Get more out of your power supply with port power management


With the publication of the new Institute of Electrical and Electronics Engineers 802.3bt standard, the power range of Power over Ethernet (PoE) loads continues to expand. If you are designing systems that provide PoE, this presents a challenge. You may need to provide 5 W of power to a low-end Internet Protocol camera or 70 W to a high-end wireless access point (WAP). An enterprise switch with 48 ports that can simultaneously support 90 W on all ports would require a 4.3-kW supply.

You probably want to enable the full functionality of the high-end WAP, but do you really want to pay for the giant power supply? Knowing the typical use case of your system, you can choose a smaller power supply that would be sufficient in most situations. But, how do you prevent the supply from overloading in the rare event that all loads draw full power?

Port power management (PPM) algorithms can come to your rescue. When a new device is plugged in, the system will only turn the device on if there is enough remaining power. A system that supports priority and exceeds its power budget will actually shut down a lower-priority load when a higher-priority load is plugged in.

At a high level, PPM is a simple concept, but it can have multiple flavors, and its implementation can be tricky. Typically, there are multiple power sourcing equipment (PSE) devices, thus requiring a central microcontroller (MCU) to manage the system. Also, the system could have slots for multiple power supplies, which can get plugged in or unplugged during operation.

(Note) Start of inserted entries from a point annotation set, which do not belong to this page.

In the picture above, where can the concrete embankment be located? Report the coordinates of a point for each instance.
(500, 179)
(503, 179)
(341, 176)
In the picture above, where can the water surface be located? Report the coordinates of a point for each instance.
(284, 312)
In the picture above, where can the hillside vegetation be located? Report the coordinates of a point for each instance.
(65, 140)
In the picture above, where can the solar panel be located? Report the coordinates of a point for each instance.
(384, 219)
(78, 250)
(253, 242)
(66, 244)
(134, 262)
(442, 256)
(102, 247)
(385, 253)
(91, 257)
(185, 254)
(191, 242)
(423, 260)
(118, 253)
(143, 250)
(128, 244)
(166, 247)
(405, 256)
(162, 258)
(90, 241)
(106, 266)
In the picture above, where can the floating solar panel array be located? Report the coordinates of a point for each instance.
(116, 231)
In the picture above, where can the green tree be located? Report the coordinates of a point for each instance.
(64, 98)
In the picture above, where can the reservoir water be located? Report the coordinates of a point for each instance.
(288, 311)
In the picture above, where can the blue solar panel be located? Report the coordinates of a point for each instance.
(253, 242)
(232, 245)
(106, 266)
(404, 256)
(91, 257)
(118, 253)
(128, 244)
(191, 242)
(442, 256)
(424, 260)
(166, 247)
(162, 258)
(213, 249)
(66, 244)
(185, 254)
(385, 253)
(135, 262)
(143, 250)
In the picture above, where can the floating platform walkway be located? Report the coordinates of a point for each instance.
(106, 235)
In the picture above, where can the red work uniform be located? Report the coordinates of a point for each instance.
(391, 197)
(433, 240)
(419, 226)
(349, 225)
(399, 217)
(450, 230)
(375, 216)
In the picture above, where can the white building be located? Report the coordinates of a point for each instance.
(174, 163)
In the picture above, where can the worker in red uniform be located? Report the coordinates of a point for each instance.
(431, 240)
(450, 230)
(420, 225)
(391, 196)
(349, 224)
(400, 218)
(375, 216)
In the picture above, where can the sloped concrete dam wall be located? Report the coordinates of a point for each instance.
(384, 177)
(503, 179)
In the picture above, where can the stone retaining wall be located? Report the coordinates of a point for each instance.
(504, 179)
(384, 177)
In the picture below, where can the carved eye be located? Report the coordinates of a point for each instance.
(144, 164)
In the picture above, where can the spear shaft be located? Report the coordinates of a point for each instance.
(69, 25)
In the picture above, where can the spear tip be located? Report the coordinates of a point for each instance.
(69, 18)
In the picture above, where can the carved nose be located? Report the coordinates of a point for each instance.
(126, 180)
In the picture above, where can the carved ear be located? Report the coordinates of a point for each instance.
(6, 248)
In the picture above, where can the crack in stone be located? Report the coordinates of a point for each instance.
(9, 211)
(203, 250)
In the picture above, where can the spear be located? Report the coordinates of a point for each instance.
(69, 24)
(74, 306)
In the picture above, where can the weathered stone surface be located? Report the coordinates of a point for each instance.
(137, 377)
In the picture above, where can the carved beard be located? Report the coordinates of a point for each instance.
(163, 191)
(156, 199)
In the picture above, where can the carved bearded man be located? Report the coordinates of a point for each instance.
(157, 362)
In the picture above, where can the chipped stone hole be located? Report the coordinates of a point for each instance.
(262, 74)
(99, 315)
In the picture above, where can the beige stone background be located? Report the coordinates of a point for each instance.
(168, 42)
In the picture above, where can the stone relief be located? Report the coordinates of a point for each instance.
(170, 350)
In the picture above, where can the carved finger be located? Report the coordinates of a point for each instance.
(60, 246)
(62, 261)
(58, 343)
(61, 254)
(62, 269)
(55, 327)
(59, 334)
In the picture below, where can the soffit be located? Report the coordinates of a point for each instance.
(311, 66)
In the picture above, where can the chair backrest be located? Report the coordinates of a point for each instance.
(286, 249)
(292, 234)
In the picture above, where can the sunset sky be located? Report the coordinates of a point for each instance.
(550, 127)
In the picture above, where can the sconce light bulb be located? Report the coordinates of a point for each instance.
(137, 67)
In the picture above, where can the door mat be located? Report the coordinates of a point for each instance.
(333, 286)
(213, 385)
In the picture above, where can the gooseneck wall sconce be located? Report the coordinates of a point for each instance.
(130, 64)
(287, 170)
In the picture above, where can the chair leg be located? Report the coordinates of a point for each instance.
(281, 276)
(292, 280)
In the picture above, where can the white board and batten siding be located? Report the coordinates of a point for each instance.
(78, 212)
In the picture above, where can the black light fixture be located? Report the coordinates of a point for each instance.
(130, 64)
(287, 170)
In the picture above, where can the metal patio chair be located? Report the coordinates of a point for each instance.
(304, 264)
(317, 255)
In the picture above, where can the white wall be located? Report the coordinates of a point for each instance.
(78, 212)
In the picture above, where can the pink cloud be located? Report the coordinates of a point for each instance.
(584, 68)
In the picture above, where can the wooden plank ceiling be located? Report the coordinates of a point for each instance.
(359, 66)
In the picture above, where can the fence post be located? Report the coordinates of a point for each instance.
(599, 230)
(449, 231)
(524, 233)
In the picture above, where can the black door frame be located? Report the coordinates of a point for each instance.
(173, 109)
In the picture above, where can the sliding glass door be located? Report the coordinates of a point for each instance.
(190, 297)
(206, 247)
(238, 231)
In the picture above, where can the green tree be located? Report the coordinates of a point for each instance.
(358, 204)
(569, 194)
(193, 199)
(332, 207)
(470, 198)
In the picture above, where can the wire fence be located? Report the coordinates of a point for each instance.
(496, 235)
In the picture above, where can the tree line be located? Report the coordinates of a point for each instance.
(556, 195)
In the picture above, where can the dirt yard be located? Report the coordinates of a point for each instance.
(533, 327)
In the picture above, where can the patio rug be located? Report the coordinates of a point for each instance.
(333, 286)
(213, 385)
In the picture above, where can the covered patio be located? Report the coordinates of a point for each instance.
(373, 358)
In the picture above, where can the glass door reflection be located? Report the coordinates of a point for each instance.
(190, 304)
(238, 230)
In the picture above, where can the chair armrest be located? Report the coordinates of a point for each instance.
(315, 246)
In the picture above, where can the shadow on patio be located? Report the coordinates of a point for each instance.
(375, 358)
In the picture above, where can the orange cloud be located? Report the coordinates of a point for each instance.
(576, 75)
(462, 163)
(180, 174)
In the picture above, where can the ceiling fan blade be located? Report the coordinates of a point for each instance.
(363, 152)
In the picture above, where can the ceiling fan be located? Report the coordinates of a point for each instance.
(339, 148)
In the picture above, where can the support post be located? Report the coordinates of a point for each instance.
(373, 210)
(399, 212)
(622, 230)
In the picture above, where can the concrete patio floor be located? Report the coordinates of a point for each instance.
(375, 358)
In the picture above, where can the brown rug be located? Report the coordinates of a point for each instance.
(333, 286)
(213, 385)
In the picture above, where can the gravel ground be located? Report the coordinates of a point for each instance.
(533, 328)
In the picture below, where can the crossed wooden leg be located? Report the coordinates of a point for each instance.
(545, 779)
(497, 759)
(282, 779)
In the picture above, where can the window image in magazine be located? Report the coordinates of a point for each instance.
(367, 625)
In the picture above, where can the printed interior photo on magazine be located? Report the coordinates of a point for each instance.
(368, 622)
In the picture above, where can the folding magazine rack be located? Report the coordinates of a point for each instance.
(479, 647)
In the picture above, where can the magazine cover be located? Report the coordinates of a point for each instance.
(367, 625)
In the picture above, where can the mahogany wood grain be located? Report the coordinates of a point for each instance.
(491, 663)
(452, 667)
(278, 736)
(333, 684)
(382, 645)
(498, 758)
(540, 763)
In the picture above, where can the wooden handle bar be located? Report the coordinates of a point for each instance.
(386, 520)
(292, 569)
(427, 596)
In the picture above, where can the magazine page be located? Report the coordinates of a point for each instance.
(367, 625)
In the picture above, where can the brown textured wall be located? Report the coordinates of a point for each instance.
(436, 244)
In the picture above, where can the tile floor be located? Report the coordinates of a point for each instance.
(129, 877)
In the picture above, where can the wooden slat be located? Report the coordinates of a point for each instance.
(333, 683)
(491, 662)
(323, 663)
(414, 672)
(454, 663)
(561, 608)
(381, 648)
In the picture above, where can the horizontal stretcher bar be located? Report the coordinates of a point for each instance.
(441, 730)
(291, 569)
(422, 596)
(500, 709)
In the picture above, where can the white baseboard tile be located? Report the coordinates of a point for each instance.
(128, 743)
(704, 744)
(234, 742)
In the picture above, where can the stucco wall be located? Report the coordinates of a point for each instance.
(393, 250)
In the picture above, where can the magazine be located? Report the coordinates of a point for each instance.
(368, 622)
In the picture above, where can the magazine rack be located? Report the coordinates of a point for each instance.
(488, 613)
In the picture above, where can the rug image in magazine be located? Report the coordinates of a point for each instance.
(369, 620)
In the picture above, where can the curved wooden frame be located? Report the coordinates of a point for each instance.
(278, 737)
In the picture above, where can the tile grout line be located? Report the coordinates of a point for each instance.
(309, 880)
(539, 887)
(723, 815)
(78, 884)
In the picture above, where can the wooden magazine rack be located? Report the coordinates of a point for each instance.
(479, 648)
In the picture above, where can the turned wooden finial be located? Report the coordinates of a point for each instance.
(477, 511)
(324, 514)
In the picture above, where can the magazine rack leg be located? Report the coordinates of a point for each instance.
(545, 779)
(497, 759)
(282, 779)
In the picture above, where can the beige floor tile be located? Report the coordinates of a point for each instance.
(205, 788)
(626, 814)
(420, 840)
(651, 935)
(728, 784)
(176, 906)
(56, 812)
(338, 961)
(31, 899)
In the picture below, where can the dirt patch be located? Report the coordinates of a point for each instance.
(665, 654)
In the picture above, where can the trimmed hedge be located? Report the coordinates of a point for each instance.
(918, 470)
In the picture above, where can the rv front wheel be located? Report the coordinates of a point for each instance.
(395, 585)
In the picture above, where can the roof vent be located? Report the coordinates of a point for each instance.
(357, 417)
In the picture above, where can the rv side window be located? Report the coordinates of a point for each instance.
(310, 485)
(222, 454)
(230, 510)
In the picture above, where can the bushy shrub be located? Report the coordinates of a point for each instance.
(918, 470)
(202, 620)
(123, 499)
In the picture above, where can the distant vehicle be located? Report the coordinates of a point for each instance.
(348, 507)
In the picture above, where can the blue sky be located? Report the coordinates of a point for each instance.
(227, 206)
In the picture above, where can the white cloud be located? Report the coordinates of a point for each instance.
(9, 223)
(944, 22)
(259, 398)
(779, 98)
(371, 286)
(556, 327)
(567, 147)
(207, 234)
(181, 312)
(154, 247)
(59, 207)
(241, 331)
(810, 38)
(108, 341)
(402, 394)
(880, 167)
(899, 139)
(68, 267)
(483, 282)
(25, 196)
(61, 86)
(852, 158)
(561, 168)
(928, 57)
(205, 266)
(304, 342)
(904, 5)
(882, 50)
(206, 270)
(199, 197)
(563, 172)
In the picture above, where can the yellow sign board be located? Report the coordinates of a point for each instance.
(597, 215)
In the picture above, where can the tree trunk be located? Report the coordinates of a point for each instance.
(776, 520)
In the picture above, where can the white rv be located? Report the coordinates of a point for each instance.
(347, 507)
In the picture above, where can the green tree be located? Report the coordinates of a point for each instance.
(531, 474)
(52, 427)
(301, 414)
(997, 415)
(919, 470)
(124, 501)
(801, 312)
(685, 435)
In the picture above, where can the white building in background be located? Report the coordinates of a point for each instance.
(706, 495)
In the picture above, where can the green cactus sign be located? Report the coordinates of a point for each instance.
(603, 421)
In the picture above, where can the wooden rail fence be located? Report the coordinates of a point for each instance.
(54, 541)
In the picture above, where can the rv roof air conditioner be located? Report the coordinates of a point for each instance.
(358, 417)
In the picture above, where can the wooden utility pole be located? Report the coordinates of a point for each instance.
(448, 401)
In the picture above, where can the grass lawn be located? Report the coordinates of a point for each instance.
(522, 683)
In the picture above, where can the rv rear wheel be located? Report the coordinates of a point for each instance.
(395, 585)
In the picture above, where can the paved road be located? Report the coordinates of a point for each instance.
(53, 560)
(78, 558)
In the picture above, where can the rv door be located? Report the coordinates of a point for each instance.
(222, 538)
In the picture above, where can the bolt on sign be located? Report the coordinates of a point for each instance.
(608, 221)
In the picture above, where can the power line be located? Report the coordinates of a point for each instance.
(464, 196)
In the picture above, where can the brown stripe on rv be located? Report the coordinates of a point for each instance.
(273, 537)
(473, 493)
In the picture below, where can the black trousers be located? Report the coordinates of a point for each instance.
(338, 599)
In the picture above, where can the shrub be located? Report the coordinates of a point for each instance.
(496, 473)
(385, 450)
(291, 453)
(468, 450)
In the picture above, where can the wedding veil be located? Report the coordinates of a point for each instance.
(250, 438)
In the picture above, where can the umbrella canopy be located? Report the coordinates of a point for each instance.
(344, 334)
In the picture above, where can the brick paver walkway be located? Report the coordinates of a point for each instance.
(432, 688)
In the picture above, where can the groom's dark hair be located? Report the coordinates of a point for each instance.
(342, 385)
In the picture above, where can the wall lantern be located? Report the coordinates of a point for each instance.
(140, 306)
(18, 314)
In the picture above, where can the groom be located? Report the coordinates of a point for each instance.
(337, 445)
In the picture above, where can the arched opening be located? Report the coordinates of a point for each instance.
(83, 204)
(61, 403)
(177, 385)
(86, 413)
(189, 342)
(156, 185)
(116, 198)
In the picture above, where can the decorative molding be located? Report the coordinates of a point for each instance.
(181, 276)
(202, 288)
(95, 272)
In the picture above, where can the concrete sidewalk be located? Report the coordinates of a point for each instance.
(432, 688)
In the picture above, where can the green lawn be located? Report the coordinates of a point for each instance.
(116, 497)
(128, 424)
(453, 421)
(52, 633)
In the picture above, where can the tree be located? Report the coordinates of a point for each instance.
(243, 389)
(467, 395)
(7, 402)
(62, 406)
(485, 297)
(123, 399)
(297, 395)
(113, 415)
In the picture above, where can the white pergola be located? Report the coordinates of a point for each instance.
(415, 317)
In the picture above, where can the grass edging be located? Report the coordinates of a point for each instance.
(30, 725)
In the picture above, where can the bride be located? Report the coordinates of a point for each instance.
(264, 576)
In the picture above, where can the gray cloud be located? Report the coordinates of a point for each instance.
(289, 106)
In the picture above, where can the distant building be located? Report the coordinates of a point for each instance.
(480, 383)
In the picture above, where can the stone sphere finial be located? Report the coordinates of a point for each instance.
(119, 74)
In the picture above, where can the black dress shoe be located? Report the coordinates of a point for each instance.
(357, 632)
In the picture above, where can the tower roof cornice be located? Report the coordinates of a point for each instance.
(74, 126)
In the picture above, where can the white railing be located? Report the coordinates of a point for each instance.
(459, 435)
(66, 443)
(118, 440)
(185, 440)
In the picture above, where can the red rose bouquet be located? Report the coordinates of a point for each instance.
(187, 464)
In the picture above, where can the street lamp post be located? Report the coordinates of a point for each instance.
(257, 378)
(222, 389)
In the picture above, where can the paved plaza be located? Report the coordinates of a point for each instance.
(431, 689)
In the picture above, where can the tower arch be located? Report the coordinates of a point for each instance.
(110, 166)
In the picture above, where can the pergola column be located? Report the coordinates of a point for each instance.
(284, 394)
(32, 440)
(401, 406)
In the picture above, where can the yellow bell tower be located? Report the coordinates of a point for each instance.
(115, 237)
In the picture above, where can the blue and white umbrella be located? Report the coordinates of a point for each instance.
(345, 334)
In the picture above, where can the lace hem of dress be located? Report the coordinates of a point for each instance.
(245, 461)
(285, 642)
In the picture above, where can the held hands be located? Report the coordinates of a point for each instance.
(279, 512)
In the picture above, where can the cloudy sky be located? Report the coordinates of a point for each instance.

TI’s FirmPSE ecosystem can give you a huge head start in implementing PPM in your end equipment by removing the burden of writing low-level code to control the PSEs. Figure 1 shows the evaluation board of TI’s FirmPSE, which is implemented using an MSP430™ MCU and TPS23881 PSE. TI provides a binary image that you can load directly into the MSP430F5234. You will need to write code that interfaces between the host central processing unit (CPU) and the MSP430F5234 to configure the system and monitor the port status.

 Evaluation board of TI’s FirmPSE ecosystem

Figure 1: Evaluation board of TI’s FirmPSE ecosystem

TI’s ecosystem features:

  • Orderable TI designs with twenty-four 90-W PoE ports.
  • A user’s guide.
  • A binary image that can be loaded directly to the MCU.
  • A host interface document defining the interface between the MSP430F5234 and host CPU.
  • A graphical user interface to configure the binary image and to evaluate monitor port status’s of the FirmPSE system.